The recent Federal Circuit ruling that the America Invents Act (AIA) on-sale bar renders a patent invalid if the invention was sold prior to the effective filing date of the patent, even if the sale did not publicly disclose the details of the invention, has garnered a lot of attention. There have been five amicus briefs filed supporting an en banc review of the decision. They include:
- Congressman Lamar Smith (lead sponsor of the patent reform bill enacted as the AIA);
- Pharmaceutical Research and Manufacturers of America (nonprofit association of research-based pharmaceutical and biotechnology companies)
- Biotechnology Innovation Organization (trade association representing more than 1100 biotechnology companies, academic institutions, state biotechnology centers, and other organizations across the US and 30 other countries)
- Boston Patent Law Association (association of 1,000 attorneys and other professionals related to intellectual property law)
- Intellectual Property Owners Association (trade association representing 200 companies and over 12,000 individuals regarding intellectual property rights)
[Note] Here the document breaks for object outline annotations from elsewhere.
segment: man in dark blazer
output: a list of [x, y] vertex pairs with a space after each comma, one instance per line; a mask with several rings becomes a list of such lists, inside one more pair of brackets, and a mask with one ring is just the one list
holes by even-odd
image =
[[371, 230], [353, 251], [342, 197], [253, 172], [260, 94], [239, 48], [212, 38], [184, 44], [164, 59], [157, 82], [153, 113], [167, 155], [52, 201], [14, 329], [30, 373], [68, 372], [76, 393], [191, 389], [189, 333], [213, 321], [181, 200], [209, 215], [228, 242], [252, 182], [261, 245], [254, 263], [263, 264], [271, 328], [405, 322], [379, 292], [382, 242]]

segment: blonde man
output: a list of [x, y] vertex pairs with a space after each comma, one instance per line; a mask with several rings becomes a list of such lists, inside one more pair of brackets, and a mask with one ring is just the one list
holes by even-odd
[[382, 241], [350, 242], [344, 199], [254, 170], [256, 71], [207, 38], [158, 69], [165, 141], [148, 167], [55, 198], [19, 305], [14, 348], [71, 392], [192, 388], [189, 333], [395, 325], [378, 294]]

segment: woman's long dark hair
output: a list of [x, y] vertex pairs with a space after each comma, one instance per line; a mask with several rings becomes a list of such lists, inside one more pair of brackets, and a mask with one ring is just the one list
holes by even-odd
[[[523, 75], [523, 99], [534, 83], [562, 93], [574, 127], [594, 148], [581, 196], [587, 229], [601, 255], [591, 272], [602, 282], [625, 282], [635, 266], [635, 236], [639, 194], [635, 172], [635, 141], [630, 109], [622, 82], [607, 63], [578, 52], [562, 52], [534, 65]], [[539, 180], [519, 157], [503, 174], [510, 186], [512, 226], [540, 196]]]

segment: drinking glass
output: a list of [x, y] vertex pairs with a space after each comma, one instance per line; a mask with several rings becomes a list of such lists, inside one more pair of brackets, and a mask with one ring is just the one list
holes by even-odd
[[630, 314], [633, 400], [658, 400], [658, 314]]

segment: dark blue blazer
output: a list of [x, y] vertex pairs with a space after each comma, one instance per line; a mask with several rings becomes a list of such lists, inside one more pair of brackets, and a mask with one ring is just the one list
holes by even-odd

Each of these amicus briefs requests that the full panel decide whether existence of a sale becoming public is in itself sufficient for an "on-sale" bar, or whether the public disclosure must go farther and actually disclose details of the invention in its terms. Congressman Lamar Smith, the Pharmaceutical Research and Manufacturers of America, and the Biotechnology Innovation Organization further assert that the Federal Circuit’s ruling in Helsinn was incorrect because congressional intent confirms that the subject matter defined by a claim must be available to the public before § 102(a)(1) can operate to invalidate a patent based on an inventor’s "on sale" activities.
These requests follow the Federal Circuit reversal of the New Jersey district court which held that the four asserted Helsinn patents were not invalid because (1) Teva did not establish that the three patents governed by the pre-AIA on-sale bar were "ready for patenting" prior to the critical date of January 30, 2002; and (2) there was no "commercial offer for sale" with respect to the patent governed by the post-AIA on-sale bar where a sales contract was publicly disclosed but the invention itself was not. See Helsinn Healthcare S.A. v. Reddy’s Labs., Ltd., 2015 US Dist. LEXIS 167048 at *6-7 (D.N.J. Nov. 13, 2015).
The Federal Circuit held that "after the AIA, if the existence of the sale is public, the details of the invention need not be publicly disclosed in the terms of sale." See Helsinn Healthcare v. Teva Pharmaceuticals USA, Inc., et al., 855 F.3d 1356, 1371 (Fed. Cir. 2017).
The Federal Circuit found that a Supply and Purchase Agreement (SPA) executed on April 6, 2001, between Helsinn Healthcare (patent owner) and MGI Pharma (an oncology-focused pharmaceutical company) for MGI to purchase the 0.25 mg and 0.75 mg palonosetron products constituted a sale that embodied the asserted claims of the four patents-in-suit. Id. at 1366. Because the SPA was entered prior to the earliest filing date attributable to the four asserted patents, the Federal Circuit found the four asserted patents invalid pursuant to the on-sale bar. Id. at 1375.
On June 30, 2017, Helsinn requested that the Federal Circuit rehear the on-sale bar dispute en banc. The Federal Circuit has yet to rule on the request. If the Federal Circuit upholds its ruling in Helsinn, the post-AIA on-sale bar will have a significant impact on the scope of prior art by triggering invalidity upon an agreement for a sale executed prior to the effective filing date of a patent.